The head of the United Nations has announced the appointment of an expert panel led by Canada's former environment minister to scrutinise whether companies' efforts to curb climate change are credible or mere "greenwashing".
In recent years, an explosion of pledges have come from businesses — including oil companies — to reduce their greenhouse gas emissions to amid consumer expectations that corporations bear part of the burden of combating climate change.
But environmental campaigners say many such plans are at best unclear, at worst designed to make companies look good when they are actually fuelling global warming.
"Governments have the lion's share of responsibility to achieve net-zero emissions by mid-century," UN Secretary-General Antonio Guterres said, adding that this was particularly true for the group of 20 major emerging and industrialised economies that account for 80 per cent of greenhouse gas emissions.
"But we also urgently need every business, investor, city, state and region to walk the talk on their net-zero promises," he said.
The 16-member panel will make recommendations before the end of the year on the standards and definitions for setting net-zero targets, how to measure and verify progress and ways to translate that into international and national regulations.
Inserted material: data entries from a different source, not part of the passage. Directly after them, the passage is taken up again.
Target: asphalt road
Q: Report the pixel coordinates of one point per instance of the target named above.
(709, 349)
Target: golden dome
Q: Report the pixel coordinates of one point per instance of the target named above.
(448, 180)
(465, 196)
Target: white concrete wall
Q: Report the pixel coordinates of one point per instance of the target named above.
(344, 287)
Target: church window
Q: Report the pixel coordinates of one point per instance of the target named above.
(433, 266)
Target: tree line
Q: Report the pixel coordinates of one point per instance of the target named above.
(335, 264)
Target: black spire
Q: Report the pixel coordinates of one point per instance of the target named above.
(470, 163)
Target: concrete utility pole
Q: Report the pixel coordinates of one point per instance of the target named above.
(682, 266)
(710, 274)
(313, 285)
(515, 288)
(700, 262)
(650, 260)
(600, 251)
In addition to examining net-zero pledges by the private sector, it will also scrutinise commitments made by local and regional governments that do not report directly to the UN.
However, it will not "name and shame" individual companies, UN climate envoy Selwin Hart said.
The panel includes prominent Australian climate scientist Bill Hare, South Africa-based sustainable finance expert Malango Mughogho and the former long-time governor of China's central bank, Zhou Xiaochuan.
It will be chaired by Catherine McKenna, who was Canada's minister of environment and climate change from 2015 to 2019.
Ms McKenna urged businesses not to view net-zero pledges as a "get out of jail free card" and said she backed the idea of including all emissions in the new standards, including those resulting from the use of a company's product.
One outside expert called the creation of the new panel "well overdue", noting that targets such as "net zero" are interpreted in different ways by companies and officials.